Becoming a CISSP was a door opener for me in my job as an auditor of IT systems. I was able to pitch to legislative staff the need for a security manager position within state agency IT support functions. Then, I worked to get Florida statutes written to require each agency to have a security manager and a CIO. We then set up a state organization with a state CIO and state security manager. This state group was required by Florida statute to provide guidelines, standards and rules for agency IT to use to protect IT resources and data. Later the law was amended to add a privacy officer.

Next, we started monthly meetings of all the agency CIOs and separate meetings for the agency security managers. Most of the people assigned to these positions needed help in understanding what cybersecurity was and what they needed to do. With the help of many great state employees, we eventually convinced the Florida legislature to provide training funds to be used for courseware and exam preparation for the CISSP exam.
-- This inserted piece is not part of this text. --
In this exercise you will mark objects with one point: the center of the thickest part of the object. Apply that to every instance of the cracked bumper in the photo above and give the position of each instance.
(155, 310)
We also started a Y2K project in the late 1990s to ensure that switchover at the millennium went smoothly. It did, thanks to a multiagency project that proved successful. The presidential election in 2000 was a major challenge at that time and helped us get the attention we needed for investment and expansion. The events of 9/11 also proved to be a pivotal moment, that refocused attention and state investment on all things security.

Cybersecurity and Natural Disasters

In 2004 and 2005 Florida experienced many hurricanes. The lessons we learned from hurricane Andrew in 1992 changed our continuity of operations plan (COOP) plans and procedures assisting us through these events. Following these major incidents, the funds for additional professional development were provided and we started getting all our security managers and staff certified with CISSP.

Florida as a state government continues with a committed staff who provide cybersecurity for all types of services to its residents. The growth of computer usage by citizens has exploded since the desktop PC and internet connectivity became commonplace. We continue to grow in population and are grateful for the state officials who continue to see our vision of cybersecurity that began many years ago.

I retired after 35 years with the Office of the Auditor General, but still stay in touch with some of my colleagues who served to make the State of Florida such a great place to live. Many who earned their CISSP certification have also achieved advancement in their careers as a result.

Thank you ISC2 for 30+ years of work and support of the CISSP certification.